Hello there... Ron Ydenberg!

Submitted by Michi on 7 February 2024.

Picture above: Ron doing field work in Cuba.

 

Meet another member of our editorial board - Ron Ydenberg. Ron has a broad area of expertise covering foraging, parental care, behaviour, ecology and migration. Read the short interview with Ron below and learn about his current research focus and what he likes doing most in his spare time.

 

1) You are a professor at the Simon Fraser University in Canada - what is your current focus as a researcher right now?

As Director of the Centre for Wildlife Ecology I oversee a wide variety of projects. My own research is currently focussed on top predators, especially their role in the ongoing decline of shorebirds. The risk effects predators generate have consequences for prey populations much larger than that of direct killing. Due to the steady climb in raptor numbers over the past four decades, the magnitude of these effects has been climbing.

 

2) What do you like most about being a subject editor for JAB?

I love the broad exposure to avian research, and enjoy helping a manuscript to realize its potential. This sometimes involves editing text, clarifying the argument, or suggesting to authors which of the referees’ comments to give attention. Less often - though just as challenging – a manuscript has to be encouraged to present its results a bit more carefully and a little less opaquely. Everything should be transparent in a scientific paper.  

 

3) Enough about work - what do you enjoy doing most in your spare time?

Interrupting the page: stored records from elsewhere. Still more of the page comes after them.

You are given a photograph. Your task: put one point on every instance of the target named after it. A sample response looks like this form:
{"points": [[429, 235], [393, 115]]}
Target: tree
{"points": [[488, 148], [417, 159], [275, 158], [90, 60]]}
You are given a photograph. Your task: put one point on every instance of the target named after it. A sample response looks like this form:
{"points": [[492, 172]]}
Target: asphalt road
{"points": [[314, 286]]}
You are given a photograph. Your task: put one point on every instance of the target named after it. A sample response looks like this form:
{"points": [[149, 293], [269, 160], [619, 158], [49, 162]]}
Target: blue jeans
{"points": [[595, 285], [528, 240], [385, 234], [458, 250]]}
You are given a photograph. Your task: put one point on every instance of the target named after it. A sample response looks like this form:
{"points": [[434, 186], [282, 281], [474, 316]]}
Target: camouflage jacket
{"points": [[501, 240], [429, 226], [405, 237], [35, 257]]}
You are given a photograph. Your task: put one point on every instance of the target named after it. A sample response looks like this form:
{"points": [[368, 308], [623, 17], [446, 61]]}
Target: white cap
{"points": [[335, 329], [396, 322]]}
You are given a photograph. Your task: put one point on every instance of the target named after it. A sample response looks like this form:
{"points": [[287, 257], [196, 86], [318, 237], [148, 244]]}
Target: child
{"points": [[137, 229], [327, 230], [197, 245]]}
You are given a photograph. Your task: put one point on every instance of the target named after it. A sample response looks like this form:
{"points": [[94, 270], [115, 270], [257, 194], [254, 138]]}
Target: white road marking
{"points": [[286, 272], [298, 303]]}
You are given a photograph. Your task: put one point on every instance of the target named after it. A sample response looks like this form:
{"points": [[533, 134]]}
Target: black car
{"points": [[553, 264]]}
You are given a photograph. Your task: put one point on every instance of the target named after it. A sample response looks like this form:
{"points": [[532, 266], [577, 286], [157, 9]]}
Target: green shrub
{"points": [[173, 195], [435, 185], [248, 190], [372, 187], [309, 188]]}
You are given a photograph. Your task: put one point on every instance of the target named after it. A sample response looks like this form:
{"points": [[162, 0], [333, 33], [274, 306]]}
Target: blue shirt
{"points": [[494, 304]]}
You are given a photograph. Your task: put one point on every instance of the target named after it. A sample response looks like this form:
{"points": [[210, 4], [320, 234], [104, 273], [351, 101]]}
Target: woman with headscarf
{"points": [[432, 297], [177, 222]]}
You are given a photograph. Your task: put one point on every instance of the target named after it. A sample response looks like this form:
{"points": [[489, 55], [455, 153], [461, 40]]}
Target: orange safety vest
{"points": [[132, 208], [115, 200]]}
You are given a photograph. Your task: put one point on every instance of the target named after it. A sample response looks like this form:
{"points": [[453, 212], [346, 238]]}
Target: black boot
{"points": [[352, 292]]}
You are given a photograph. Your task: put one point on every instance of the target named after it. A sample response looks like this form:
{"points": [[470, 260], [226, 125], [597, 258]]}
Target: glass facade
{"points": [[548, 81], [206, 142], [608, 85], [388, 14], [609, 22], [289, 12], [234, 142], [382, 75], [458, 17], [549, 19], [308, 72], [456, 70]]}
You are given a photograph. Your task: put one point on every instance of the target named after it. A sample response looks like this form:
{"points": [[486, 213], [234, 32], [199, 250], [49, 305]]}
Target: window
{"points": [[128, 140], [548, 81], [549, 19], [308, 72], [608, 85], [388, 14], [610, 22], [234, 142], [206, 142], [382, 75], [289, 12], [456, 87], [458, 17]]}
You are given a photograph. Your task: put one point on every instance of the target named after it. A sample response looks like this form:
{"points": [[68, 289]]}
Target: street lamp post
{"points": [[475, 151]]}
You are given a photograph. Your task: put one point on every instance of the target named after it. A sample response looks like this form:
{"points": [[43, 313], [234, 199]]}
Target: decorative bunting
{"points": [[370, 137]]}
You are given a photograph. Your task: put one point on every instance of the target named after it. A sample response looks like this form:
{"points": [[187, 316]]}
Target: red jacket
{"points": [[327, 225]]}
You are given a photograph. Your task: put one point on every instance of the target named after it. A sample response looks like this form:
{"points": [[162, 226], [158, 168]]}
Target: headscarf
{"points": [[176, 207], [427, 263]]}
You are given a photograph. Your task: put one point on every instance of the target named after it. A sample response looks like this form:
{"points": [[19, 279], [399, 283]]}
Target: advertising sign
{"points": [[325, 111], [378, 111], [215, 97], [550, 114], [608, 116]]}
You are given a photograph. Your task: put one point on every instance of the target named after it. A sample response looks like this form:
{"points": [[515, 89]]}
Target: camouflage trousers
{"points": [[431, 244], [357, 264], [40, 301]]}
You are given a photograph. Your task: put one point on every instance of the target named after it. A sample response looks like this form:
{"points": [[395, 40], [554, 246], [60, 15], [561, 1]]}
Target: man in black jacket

I devote time to maintenance of my sailboat Matsu in order to enjoy trouble-free (ha!) boating on BC’s fabulous coastline. And sheep farming (actually my wife Barbara is the farmer) means there is always something to be repaired at home when Matsu doesn’t need attention.

 

4) What are you looking most forward to over the next year (personally or professionally)?

An expedition this spring aboard Matsu to Haida Gwai’i (formerly the ‘Queen Charlotte Islands’) off the BC coast for a month of biologizing.